Ich selbst war Zeuge eines ähnlichen Falles, bei dem einer dieser Hunde auf ein junges Mädchen losging, ihr die Kleider vom Leibe riß und der Unglücklichen unter furcht­baren Schreien die Geschlechtsorgane so zurichtete, daß sie kurz darauf infolge hohen Blutverlustes verstarb. Diese Vorfälle, wohl eine der abscheulichsten Methoden der SS­Leute, wiederholten sich zeitweilig mehrfach am Tage.

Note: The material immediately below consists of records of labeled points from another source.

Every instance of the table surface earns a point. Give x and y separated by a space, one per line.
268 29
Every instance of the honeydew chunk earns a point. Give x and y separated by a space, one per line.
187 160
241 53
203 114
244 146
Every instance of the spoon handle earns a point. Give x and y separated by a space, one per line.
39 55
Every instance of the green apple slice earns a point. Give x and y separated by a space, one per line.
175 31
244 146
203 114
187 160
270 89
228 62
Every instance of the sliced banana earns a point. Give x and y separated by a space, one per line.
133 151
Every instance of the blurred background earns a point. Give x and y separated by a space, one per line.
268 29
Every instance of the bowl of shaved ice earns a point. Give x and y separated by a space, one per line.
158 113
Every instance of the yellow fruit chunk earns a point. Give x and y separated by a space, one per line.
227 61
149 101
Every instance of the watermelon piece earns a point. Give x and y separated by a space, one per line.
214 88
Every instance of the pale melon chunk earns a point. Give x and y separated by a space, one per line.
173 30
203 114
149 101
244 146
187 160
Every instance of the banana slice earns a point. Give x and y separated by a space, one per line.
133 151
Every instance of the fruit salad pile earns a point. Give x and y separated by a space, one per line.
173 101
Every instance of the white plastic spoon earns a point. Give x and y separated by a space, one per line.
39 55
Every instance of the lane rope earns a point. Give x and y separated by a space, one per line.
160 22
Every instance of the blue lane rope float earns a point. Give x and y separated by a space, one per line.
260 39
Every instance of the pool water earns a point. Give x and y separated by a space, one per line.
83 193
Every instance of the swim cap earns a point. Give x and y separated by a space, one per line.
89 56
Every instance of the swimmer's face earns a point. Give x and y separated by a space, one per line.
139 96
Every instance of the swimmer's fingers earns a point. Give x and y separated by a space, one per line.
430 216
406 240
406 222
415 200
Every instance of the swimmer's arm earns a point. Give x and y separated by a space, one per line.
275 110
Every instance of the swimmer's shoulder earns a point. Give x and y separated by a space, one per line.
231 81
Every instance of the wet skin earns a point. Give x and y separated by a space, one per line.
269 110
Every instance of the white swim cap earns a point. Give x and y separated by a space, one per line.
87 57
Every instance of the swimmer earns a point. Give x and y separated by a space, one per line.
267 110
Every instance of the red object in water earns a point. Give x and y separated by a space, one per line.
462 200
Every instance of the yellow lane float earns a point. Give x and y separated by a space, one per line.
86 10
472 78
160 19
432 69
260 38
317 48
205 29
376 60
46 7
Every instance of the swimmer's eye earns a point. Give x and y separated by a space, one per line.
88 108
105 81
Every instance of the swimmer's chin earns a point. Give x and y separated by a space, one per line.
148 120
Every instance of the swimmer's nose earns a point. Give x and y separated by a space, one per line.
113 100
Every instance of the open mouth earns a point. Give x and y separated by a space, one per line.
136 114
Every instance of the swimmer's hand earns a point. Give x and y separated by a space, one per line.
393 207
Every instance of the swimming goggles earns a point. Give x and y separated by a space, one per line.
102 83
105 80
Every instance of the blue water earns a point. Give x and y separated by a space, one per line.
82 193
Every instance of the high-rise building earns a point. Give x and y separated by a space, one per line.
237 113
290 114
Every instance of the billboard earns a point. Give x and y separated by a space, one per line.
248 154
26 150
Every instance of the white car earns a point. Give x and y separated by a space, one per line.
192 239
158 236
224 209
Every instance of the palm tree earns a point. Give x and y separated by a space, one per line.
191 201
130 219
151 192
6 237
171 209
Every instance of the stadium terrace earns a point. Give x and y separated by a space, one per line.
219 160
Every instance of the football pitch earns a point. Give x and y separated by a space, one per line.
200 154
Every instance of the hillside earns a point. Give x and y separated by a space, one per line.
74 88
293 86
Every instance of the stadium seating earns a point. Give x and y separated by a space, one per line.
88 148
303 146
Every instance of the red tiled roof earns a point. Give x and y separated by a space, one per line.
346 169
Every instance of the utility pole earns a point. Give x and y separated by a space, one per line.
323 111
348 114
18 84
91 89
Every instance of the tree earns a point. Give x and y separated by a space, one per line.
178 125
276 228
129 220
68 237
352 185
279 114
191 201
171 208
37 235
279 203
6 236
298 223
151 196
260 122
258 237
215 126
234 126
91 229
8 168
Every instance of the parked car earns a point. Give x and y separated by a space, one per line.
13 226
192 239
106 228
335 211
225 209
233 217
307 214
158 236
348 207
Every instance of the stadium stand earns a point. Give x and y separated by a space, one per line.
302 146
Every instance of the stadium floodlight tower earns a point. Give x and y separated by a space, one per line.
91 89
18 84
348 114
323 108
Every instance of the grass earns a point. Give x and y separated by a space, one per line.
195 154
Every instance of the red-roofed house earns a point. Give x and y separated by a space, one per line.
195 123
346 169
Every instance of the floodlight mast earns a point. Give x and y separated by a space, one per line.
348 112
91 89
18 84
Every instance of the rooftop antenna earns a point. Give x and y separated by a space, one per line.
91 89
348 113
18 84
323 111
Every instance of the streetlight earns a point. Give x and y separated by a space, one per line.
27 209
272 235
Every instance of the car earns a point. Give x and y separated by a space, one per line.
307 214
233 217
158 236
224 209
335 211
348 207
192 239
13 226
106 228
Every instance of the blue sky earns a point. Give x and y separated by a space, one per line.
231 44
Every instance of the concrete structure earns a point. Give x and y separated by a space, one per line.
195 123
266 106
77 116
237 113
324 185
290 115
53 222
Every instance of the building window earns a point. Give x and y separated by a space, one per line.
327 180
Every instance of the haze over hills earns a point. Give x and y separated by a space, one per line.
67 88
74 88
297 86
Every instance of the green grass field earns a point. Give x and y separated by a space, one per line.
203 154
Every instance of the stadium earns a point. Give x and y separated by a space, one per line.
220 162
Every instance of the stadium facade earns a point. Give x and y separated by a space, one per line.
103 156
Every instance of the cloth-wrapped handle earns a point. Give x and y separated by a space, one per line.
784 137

Eine der Hauptverantwortlichen hierfür war die 34jährige SS - Aufseherin Lehmann, die es vor allem darauf an­legte, die Häftlinge mit den schamlosesten kaum wieder­zugebenden Schimpfwörtern zu belegen. Es gab keinen Kraftausdruck, keine Zote, die sie nicht im Munde ge­führt hätte.

Vergebliche Erpressungsversuche im Bunker

Nachdem ich lange Zeit in den Außenkommandos ge­arbeitet. hatte, verfiel die Lagerkommandantur auf den Ge­danken, mir die Züchtung von Angora- Kaninchen zu über­tragen. Meine Aufgabe war, den anfänglich geringen Tier­bestand nach Möglichkeit zu erhöhen. In zweijähriger Arbeit hatte ich hier auch ansehnliche Erfolge erzielt. Während dieser Zeit war ich selbständig und vor den Ter­rorakten der Aufseherinnen einigermaßen geschützt.